Wishing she had thought about him as often as he’d thought about her.
He clenched his fist, felt the foam of his cup begin to give. “So, you think about me every day, but it takes seeing my business card to get you to stop by?”
She shrugged. “I didn’t know you’d come back to the city.”
That’s right. He’d told her he was off to see the world. That he wouldn’t return until he’d made his first million. Instead he’d come back after what seemed like a million miles on the road and a million sleepless nights to make his fortune right here at home.
“You could’ve driven by and asked,” he finally said, his jaw tight, shooting his near-empty cup into the brown rubber can in the corner. Drops of coffee spattered across the white liner.
“You’re right.” She walked back into the room, sat in the chair across from his. “I could have and I didn’t. I’m not sure why.”
He knew exactly. And he started to remind her of their last night together, the party, the fight that had grown larger than either of them had known what to do with. But the expression of pain on her face stopped him.
He draped his arms over the backs of the seats on either side, stretched out his legs and crossed his ankles. When he rocked his feet, the toe of his boot grazed her lower calf. “I didn’t look you up, either. When I got home. Guess that evens the score.”
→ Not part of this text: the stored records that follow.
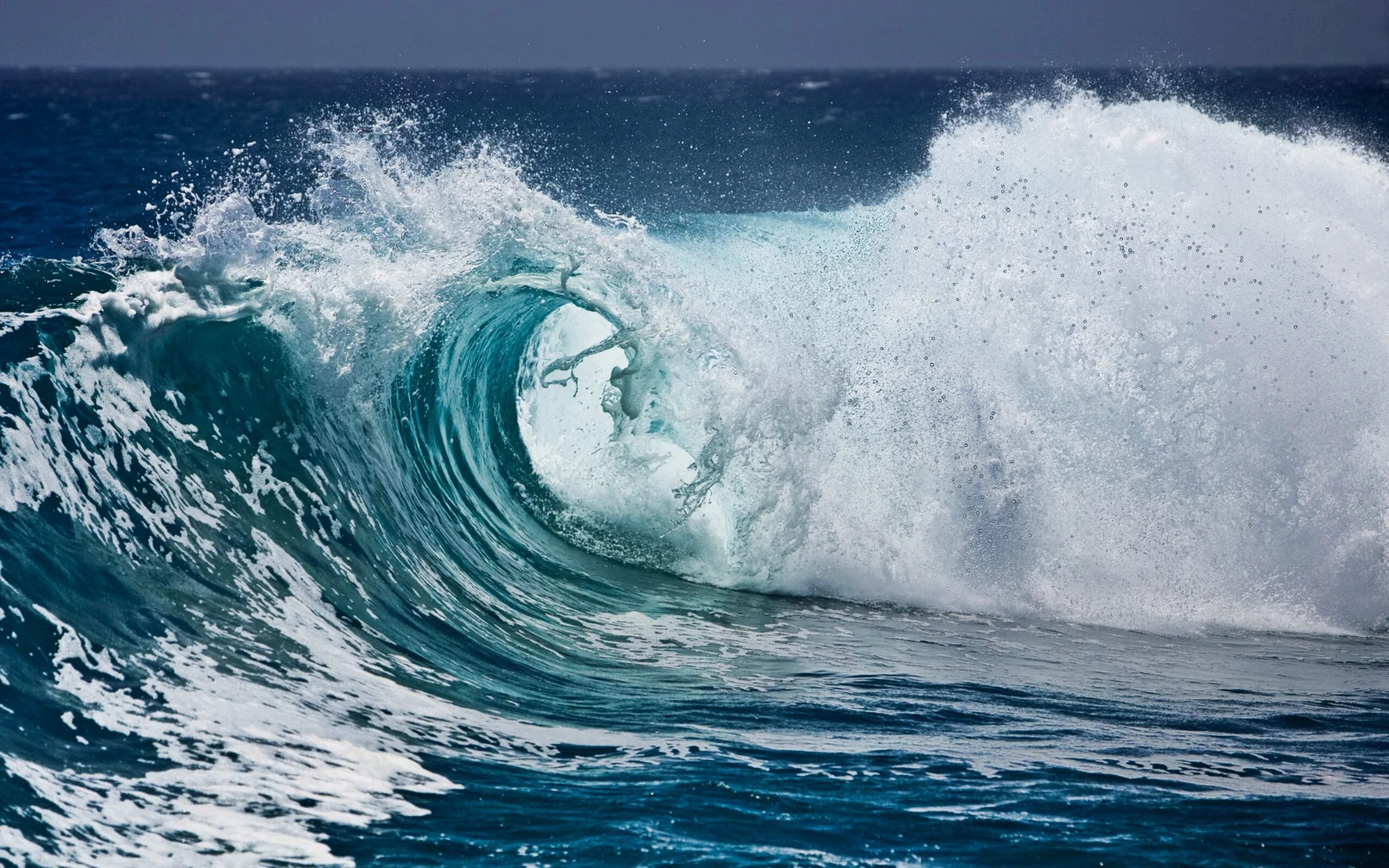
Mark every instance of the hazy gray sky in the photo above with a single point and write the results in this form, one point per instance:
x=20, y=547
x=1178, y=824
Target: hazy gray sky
x=684, y=34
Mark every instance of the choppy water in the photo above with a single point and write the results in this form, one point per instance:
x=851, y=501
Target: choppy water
x=713, y=470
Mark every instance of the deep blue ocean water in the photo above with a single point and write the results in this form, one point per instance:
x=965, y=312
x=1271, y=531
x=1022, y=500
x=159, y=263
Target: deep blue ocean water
x=695, y=469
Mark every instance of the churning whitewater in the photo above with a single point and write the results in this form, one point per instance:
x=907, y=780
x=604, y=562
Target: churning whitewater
x=356, y=469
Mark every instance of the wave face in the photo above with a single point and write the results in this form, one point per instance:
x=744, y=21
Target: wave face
x=386, y=494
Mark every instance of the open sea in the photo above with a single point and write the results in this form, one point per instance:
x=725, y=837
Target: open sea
x=768, y=469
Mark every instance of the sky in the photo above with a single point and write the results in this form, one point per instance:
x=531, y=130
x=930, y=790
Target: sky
x=688, y=34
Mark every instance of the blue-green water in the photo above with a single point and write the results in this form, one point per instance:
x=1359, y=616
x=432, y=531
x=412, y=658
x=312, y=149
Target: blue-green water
x=727, y=470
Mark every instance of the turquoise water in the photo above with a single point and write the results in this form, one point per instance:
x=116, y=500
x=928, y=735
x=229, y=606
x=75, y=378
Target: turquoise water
x=720, y=470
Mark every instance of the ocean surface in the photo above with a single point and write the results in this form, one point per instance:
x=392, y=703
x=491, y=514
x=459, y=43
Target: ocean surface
x=695, y=469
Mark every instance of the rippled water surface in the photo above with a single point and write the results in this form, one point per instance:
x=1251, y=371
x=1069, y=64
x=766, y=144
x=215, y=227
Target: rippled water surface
x=730, y=470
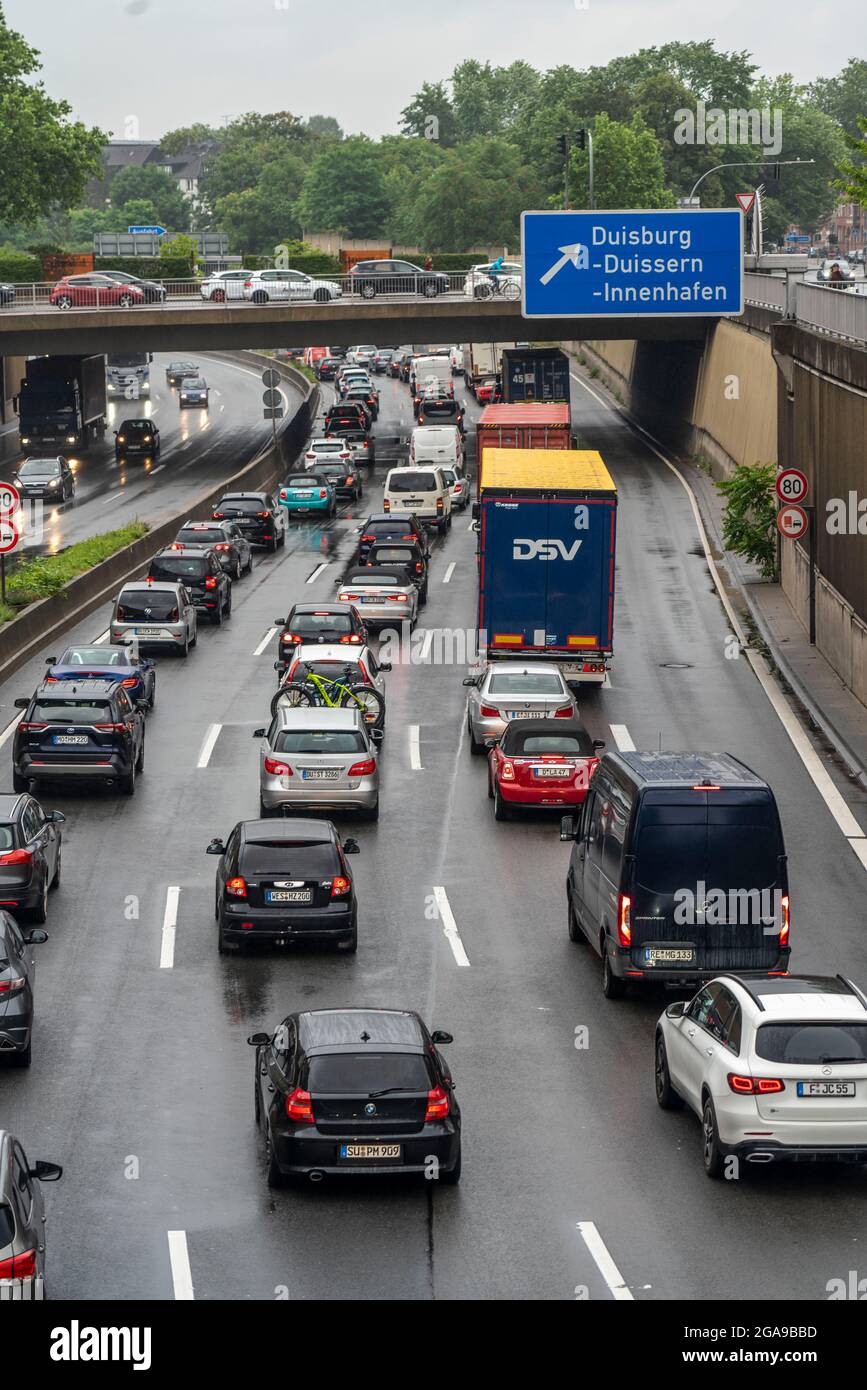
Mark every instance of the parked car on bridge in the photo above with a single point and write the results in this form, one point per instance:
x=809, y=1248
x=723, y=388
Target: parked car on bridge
x=95, y=291
x=263, y=285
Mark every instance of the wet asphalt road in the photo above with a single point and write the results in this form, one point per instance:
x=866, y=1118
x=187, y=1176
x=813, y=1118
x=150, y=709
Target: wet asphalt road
x=197, y=448
x=142, y=1084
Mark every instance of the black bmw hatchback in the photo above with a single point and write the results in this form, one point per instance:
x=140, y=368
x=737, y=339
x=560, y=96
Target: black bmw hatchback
x=285, y=881
x=356, y=1091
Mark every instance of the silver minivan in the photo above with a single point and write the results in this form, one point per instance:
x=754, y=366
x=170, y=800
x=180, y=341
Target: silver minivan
x=316, y=758
x=154, y=613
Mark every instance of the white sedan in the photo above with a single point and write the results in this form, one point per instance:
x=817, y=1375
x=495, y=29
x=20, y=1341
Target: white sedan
x=775, y=1068
x=263, y=285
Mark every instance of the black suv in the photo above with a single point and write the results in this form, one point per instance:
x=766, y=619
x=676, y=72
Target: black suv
x=202, y=574
x=388, y=277
x=356, y=1091
x=285, y=881
x=86, y=731
x=257, y=514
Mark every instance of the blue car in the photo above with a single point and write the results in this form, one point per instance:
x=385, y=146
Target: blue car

“How long have you been back?” she asked softly, looking at his legs rather than meeting his eyes.
Streaks of grease, oil and transmission fluid stained his navy work pants and the once-tan leather of his boots, but none of that was what she seemed to be seeing. “At least five years. I wasn’t gone long.”
Her gaze came up, her curiosity drawing her blond brows together. “I thought you were off to see the world and make your fortune.”
He shrugged, tapped his toe against her calf again. “I did some sightseeing, took on some odd jobs to keep afloat. Didn’t take me long to realize home is where the heart is, I guess you could say.”
He expected her to question his possession of one. A heart. Instead she seemed to close up a bit, her voice taking on a hint of bitterness as she said, “It’s good to know it wasn’t broken.”